Re: HTML and XML from Julian Reschke on 2009-02-16 (www-tag@w3.org from February 2009)

From: Julian Reschke <julian.reschke@gmx.de>
Date: Mon, 16 Feb 2009 21:54:31 +0100
To: Bijan Parsia <bparsia@cs.man.ac.uk>
CC: Bijan Parsia <bparsia@cs.manchester.ac.uk>, www-tag@w3.org
Message-ID: <4999D287.8010803@gmx.de>

Bijan Parsia wrote:
>> The procedure is to run the XML through an XML parser. How to invoke 
>> that parser is platform-specific.
> 
> I feel confident that if those are your instructions, that will not be 
> sufficient.

These are not instructions. And I'm not supposed to come up with them.

>> I only mentioned IE because that's something available to something 
>> like 90% of the users, out of the box.
> 
> I think you're off track. The question was, as I understood it, was of 
> the basic usability of XML such that it is warranted to required and 
> expect producers to produce only well-formed XML.
> 
> It's pretty clearly, from our discussion alone, not at all obvious that 
> XML is remotely usable for broad swaths of the population. It's unclear, 
> of course, whether heroic parsing would help. But I've presented a real 
> case where it would have.

Could you please define "population"? The full population? Software 
developers?

I'll be the first one to agree that XML is not something for everybody, 
but I thought we were talking about CS students?

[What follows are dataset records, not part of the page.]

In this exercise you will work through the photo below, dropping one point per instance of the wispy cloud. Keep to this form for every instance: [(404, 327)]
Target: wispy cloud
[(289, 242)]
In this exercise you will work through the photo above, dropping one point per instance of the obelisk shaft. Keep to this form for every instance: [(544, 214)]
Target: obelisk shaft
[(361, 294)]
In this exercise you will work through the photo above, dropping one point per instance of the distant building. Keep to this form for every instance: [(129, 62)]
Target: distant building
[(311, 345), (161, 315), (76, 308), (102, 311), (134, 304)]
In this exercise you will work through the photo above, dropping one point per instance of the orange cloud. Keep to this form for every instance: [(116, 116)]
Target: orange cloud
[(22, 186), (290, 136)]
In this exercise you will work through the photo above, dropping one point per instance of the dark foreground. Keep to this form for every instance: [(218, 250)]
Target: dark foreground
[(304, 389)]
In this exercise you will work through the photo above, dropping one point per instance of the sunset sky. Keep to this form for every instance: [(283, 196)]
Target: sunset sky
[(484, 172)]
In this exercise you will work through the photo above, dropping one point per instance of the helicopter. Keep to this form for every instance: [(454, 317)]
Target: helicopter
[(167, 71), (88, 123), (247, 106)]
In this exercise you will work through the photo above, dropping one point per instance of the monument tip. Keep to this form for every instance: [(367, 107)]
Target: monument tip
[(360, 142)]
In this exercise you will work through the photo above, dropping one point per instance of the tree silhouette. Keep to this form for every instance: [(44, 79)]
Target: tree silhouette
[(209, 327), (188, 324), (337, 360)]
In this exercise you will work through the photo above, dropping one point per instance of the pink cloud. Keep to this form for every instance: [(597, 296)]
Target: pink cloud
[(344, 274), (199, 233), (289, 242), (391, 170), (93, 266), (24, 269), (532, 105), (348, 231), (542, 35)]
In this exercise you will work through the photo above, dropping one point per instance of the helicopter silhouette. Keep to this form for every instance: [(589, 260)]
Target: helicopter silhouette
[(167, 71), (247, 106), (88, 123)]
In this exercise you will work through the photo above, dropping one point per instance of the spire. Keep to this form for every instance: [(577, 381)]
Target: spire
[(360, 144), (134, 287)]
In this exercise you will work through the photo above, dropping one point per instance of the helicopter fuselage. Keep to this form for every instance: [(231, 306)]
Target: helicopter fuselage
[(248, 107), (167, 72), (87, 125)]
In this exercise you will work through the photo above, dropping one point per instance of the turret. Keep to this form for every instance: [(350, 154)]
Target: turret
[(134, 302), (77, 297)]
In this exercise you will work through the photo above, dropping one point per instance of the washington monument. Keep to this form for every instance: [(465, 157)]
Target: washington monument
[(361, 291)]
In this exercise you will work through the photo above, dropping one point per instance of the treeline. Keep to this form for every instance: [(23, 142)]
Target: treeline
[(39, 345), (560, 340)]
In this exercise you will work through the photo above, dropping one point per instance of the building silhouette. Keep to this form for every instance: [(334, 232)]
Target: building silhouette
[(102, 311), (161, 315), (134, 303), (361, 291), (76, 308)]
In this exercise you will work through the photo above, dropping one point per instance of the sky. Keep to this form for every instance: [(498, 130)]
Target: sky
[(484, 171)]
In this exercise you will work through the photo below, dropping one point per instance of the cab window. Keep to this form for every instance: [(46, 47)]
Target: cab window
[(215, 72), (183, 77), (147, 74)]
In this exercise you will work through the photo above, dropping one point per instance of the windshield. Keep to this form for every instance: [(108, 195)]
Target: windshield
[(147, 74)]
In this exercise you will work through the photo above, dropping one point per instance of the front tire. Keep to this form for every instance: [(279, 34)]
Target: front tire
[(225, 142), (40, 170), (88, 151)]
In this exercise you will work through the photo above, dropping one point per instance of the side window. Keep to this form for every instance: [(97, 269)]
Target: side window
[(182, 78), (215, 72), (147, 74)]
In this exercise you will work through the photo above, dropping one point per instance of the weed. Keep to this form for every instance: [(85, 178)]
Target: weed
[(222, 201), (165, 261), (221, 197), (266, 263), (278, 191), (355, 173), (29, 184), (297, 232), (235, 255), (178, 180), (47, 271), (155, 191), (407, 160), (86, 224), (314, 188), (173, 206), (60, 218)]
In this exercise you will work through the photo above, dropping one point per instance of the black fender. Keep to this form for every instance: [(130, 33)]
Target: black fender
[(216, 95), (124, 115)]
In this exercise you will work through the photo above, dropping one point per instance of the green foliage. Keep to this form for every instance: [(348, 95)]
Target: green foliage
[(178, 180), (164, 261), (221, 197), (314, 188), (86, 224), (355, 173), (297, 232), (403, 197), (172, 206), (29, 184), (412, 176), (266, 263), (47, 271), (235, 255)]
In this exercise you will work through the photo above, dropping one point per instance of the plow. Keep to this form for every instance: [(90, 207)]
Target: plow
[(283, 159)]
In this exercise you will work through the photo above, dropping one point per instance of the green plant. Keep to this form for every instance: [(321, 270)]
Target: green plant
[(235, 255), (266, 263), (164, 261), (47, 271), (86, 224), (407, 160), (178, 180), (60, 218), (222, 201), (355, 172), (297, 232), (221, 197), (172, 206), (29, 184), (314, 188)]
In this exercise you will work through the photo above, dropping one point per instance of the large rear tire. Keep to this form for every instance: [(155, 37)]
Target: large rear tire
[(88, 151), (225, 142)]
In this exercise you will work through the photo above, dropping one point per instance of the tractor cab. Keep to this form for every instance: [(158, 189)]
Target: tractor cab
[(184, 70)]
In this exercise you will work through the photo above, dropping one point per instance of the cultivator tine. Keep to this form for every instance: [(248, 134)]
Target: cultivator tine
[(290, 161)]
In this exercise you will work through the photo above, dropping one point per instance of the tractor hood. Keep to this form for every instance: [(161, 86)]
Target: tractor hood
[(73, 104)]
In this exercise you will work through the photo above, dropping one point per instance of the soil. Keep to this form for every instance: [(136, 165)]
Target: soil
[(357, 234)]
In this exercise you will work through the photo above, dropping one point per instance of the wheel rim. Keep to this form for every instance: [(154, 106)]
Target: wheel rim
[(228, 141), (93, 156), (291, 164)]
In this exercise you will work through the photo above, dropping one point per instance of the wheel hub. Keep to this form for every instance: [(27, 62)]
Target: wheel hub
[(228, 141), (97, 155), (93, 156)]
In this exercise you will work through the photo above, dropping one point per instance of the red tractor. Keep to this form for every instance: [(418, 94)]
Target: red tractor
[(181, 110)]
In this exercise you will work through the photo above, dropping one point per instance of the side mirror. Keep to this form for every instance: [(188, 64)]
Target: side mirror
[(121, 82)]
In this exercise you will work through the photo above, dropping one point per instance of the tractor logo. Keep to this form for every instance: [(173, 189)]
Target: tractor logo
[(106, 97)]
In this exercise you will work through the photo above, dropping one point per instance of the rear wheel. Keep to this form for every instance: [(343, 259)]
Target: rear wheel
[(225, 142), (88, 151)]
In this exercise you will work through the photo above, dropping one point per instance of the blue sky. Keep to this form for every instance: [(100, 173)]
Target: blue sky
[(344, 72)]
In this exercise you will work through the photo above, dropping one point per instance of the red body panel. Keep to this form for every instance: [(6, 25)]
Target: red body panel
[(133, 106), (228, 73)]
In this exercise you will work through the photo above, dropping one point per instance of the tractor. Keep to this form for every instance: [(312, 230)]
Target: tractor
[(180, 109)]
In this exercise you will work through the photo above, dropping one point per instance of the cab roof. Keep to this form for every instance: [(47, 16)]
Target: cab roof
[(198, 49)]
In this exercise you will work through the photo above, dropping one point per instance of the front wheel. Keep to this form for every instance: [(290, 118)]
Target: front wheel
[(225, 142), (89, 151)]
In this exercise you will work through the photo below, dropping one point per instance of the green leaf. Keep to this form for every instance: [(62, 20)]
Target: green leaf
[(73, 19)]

>>> using a browser in a way that many (most) users of browsers would not 
>>> expect to use it or a rather obscure tool. Furthermore, your 
>>> instructions are incomplete, as I'm pretty sure that a .txt suffix on 
>>> the file name for this content:
>>> """<test>
>>>    <foo>dfdf<b>fd</foo></b>
>>> </test ref="dfsdf>"""
>>> will load it without giving any errors. (Checked, so it did.) And if 
>>> I serve it with the right mime type, even the .xml won't help.
>>
>> Yes. So? Works as designed. Teach people how to do it right.
> 
> I see that you aren't interested in investigating the usability of XML. 
> Oh well.

Yes, "oh well".

The fact that if you feed text/plain into IE causes it to process it as 
text/plain is a feature.

If you think this is a problem, tell the students not to.

>>> I reiterate that it is, prima facie, non-trivial in many computing 
>>> environments to produce well formed XML.
>>
>> It may not be trivial to produce it, but it *is* trivial to test it.
> 
> My example above shows that that's false. Furthermore, testing doesn't 
> mean that producing it is easy. If correcting is too difficult people 
> will give up and either publish what they have or don't publish.

Testing is easy for anybody who really wants to. And testing will tell 
you whether it's well-formed.

Now interpreting well-formedness error messages may be tricky. In case 
of obscure messages, the problem usually can be managed by making the 
input smaller. Just as in any other computer language.

>>> ...
>>> In fact, the problems tended to occur in elements I didn't *care* 
>>> about. So, in order to extract some data, I have to fix all the 
>>> well-formedness errors *then* use my XQuery?
>>> ...
>>
>> Actually, the producer is supposed to fix the bug, not the consumer :-)
> 
> Thus, I should leave that data inaccessible to me until the producer 
> fixes it?

Depends on your priorities.

If you decide to fix the problem yourself, how can you be sure that your 
interpretation of the data is correct?

> ...

Best regards, Julian

Received on Monday, 16 February 2009 21:07:13 UTC